Somewhen in July my electrician gave me a ring to tell me he had got plenty of green figs and if I’d like to get some, he’d set some pretty ones aside for me. Of course I wanted some, and I immediately agreed to pop by his place later the afternoon, whereon he sounded very delighted, which in turn I attributed to me bringing La Stagiaire Americaine along, a pleasant curiosity in light of her coming from such faraway a place as New York, as well as considering that quite generally the average age of people around here is that of well matured fossiles.
Late afternoon, a little garden party already was on and all warm bright sunlight, a very fine day, drinks and snacks in the shade of the fig tree and a crate of figs ready for me to take home, along with the family recipe from Toulouse and minute instructions as to the how to.
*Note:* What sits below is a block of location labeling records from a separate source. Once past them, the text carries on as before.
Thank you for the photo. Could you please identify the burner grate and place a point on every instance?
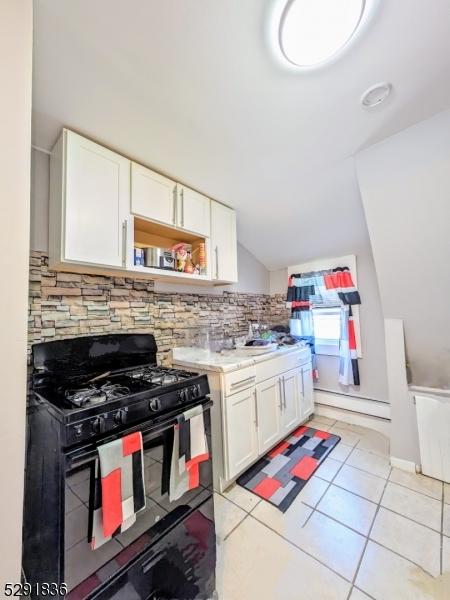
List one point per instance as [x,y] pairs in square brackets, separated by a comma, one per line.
[95,394]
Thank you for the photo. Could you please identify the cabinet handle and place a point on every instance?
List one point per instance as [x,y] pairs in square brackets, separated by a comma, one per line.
[216,250]
[174,220]
[182,207]
[124,243]
[243,381]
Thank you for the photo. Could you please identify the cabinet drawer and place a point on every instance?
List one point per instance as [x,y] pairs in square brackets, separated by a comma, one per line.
[239,380]
[276,366]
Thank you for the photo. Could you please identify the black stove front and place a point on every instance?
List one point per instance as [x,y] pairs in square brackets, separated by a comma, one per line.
[86,392]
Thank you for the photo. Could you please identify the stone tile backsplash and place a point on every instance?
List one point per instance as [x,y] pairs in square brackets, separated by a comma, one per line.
[65,305]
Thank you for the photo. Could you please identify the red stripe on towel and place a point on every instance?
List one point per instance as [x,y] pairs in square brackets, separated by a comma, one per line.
[112,502]
[322,434]
[267,487]
[197,459]
[131,443]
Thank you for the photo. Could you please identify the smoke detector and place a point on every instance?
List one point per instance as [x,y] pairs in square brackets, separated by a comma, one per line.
[376,94]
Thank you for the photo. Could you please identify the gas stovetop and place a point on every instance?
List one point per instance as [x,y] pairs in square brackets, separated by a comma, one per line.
[107,387]
[99,385]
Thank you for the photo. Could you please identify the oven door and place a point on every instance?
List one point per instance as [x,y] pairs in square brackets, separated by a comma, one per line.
[86,571]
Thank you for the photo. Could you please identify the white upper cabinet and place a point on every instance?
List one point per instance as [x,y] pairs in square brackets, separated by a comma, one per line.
[308,392]
[153,196]
[193,211]
[223,243]
[89,203]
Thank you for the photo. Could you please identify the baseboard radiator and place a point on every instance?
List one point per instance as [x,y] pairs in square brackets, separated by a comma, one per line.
[433,421]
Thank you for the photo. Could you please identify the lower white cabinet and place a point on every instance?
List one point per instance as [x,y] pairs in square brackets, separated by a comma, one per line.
[307,403]
[240,432]
[262,415]
[291,387]
[268,413]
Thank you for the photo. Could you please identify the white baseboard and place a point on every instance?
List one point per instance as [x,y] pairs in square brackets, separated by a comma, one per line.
[364,406]
[404,465]
[354,418]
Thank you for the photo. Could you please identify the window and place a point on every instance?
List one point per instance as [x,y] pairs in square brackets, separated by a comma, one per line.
[327,328]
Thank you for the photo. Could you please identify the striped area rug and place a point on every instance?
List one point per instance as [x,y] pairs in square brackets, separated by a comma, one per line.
[281,474]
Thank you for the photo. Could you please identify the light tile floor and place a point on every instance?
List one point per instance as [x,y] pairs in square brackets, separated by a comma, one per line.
[358,530]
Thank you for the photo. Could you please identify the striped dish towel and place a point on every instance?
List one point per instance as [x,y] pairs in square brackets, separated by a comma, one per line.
[190,448]
[118,490]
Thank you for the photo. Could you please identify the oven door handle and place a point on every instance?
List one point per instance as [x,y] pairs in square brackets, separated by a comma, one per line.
[84,455]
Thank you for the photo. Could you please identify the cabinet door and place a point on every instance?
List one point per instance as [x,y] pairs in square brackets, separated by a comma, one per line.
[194,211]
[95,203]
[308,392]
[152,195]
[241,442]
[223,243]
[268,413]
[290,400]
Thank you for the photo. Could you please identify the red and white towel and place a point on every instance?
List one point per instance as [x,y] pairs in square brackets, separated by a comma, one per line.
[190,448]
[119,489]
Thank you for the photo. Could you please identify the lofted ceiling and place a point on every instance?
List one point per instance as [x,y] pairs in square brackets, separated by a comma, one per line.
[194,89]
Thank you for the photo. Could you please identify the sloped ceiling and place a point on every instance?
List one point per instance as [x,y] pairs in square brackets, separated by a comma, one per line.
[192,88]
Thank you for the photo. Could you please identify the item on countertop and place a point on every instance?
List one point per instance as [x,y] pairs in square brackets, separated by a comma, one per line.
[139,257]
[190,448]
[258,342]
[280,329]
[161,258]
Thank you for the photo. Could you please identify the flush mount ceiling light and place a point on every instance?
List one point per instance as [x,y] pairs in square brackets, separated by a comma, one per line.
[376,94]
[314,31]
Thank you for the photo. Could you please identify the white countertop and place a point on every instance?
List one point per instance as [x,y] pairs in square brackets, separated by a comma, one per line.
[228,360]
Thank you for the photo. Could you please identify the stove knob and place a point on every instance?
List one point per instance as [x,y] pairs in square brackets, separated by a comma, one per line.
[155,404]
[99,425]
[120,418]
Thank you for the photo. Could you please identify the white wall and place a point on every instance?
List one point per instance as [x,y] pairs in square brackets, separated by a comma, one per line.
[372,365]
[253,275]
[405,187]
[15,111]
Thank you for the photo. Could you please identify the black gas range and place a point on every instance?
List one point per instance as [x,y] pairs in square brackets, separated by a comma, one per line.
[87,391]
[91,395]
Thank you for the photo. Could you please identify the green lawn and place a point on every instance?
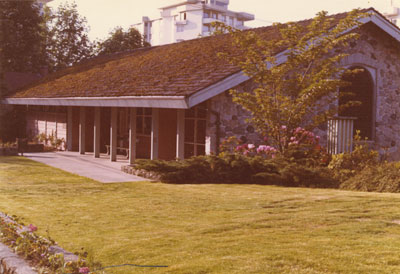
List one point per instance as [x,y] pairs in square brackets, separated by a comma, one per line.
[207,228]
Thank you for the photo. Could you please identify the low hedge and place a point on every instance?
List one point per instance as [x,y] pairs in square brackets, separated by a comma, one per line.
[239,169]
[383,177]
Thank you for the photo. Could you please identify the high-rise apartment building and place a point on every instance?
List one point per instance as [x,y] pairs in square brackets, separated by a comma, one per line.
[190,19]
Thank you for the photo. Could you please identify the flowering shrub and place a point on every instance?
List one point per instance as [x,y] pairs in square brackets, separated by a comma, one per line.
[37,249]
[300,146]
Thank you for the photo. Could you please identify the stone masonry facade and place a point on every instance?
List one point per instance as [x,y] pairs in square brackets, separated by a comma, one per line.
[375,51]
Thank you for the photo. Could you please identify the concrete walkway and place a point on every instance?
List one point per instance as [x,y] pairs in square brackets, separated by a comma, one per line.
[99,169]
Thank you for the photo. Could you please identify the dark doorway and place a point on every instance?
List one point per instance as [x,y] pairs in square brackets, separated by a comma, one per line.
[362,89]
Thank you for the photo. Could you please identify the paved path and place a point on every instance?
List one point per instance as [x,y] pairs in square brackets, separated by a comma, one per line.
[99,169]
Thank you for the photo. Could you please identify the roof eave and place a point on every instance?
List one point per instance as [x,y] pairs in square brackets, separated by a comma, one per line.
[177,102]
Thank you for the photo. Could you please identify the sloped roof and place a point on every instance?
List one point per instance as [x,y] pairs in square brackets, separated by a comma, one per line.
[179,69]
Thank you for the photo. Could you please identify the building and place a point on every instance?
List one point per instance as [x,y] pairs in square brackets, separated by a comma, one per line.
[184,20]
[160,105]
[393,12]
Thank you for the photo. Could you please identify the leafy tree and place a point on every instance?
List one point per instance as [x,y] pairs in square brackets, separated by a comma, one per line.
[68,40]
[22,49]
[301,91]
[121,40]
[22,32]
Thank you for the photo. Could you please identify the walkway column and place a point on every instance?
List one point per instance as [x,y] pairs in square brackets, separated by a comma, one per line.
[96,141]
[82,127]
[180,134]
[132,136]
[69,128]
[154,134]
[113,134]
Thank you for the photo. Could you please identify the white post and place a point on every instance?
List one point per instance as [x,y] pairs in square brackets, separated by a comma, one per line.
[113,134]
[340,134]
[180,134]
[82,129]
[154,134]
[96,141]
[69,128]
[132,136]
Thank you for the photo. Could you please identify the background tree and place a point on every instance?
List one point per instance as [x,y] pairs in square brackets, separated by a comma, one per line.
[302,91]
[121,40]
[22,49]
[68,40]
[23,36]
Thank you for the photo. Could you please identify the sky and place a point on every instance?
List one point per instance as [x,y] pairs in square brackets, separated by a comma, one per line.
[104,15]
And this is what he said:
What you’ll need:
- A crate of green figs, quartered
- Some fresh fig leaves
- The equivalent weight of sugar
- Fresh water
- Pure fruit alcohol at 70°, though vodka or brandy work as well
How to make it:
Take a wide glass or earthenware recipient and lay out the inside with the fig leaves. Put the quartered figs on top, add the sugar and barely cover in fresh water. Let macerate for at least three days, while regularly stirring the mesh.
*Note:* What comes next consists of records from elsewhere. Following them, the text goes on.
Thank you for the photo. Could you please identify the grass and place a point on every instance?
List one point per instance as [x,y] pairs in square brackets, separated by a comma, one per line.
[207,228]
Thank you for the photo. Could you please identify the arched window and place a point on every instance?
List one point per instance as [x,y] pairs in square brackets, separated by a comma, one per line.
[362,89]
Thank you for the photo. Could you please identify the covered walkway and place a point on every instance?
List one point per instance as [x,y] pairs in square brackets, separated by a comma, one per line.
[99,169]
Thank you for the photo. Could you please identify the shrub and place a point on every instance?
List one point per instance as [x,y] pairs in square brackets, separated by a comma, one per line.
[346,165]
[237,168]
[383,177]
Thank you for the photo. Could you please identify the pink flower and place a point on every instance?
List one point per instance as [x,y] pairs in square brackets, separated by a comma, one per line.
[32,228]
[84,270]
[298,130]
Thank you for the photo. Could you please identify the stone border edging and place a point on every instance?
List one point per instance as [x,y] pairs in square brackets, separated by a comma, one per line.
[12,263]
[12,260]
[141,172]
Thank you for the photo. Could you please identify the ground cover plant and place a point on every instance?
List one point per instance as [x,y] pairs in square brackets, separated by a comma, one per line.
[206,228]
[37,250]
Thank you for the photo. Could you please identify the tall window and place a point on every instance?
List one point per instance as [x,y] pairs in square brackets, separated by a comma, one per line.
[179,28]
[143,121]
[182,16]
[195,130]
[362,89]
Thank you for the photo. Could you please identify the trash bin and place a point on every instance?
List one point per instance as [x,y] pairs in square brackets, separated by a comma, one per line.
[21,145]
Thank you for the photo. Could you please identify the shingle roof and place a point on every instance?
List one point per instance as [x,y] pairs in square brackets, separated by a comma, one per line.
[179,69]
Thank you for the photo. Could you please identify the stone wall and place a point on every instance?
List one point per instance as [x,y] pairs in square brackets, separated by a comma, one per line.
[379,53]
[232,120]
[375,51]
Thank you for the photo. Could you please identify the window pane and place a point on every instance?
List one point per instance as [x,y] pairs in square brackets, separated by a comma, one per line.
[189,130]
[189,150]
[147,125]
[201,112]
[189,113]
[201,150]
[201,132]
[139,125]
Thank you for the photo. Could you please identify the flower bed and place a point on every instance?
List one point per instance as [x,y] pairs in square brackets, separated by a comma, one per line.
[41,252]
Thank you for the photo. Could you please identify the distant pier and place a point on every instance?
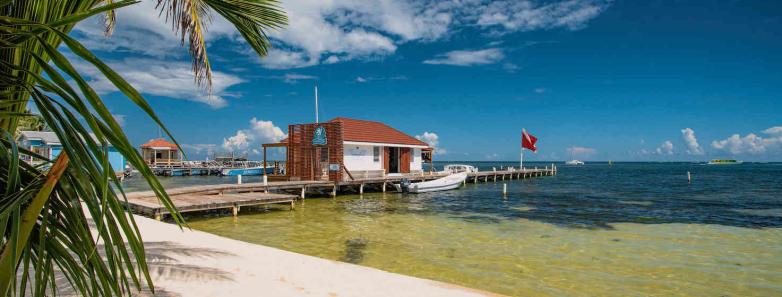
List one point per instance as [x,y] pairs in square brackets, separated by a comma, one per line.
[235,196]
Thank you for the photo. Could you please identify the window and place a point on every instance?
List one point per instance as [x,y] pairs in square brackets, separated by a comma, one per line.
[324,154]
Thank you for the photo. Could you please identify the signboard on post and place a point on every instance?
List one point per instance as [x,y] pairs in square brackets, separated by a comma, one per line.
[320,136]
[333,167]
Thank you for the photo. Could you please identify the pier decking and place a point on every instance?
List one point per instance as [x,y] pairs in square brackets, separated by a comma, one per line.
[234,196]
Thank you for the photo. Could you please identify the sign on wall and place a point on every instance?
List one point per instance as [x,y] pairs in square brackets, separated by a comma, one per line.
[333,167]
[320,136]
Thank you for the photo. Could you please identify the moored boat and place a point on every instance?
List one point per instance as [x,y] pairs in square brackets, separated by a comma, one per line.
[449,182]
[456,168]
[247,171]
[724,162]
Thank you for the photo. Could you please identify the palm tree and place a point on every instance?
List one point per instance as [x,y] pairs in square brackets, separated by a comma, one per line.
[67,218]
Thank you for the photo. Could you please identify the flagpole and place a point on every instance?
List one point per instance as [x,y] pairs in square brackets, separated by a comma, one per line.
[521,158]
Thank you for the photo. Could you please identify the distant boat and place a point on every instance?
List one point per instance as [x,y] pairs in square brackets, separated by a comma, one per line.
[257,170]
[449,182]
[456,168]
[724,162]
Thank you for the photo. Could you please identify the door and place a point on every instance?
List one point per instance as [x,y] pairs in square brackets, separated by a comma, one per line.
[404,159]
[393,160]
[321,163]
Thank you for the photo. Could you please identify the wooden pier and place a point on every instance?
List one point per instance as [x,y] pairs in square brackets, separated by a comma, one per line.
[234,196]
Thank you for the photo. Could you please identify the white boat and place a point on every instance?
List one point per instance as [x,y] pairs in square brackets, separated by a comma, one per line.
[449,182]
[255,170]
[456,168]
[724,162]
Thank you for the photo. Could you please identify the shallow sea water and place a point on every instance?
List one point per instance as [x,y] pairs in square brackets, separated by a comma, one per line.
[631,229]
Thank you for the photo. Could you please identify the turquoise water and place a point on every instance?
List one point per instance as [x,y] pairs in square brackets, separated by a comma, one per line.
[637,229]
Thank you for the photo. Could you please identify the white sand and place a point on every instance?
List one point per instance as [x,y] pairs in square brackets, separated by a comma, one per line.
[194,263]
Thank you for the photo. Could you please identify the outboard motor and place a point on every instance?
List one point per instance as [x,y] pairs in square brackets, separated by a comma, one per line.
[404,184]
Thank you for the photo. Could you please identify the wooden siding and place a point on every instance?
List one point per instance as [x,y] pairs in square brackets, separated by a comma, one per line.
[303,159]
[404,159]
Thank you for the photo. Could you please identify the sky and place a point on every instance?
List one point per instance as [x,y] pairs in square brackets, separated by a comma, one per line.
[592,80]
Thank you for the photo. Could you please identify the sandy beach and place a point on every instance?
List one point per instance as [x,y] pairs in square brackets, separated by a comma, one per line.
[194,263]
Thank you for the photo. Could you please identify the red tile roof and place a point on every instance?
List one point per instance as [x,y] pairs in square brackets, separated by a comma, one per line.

On the third day, drain through a strainer, measure the liquid and add half the volume in strong alcohol. Let sit for several weeks. I filtered the liqueur before filling into the carafe, but you may as well drink it unfiltered.
How to have it:
On a cold November night, when summer is only a faint memory of soft sweetness. Drink it just like that, or add a generous sip to your cocoa. A promise of a journey on a postcard from summer.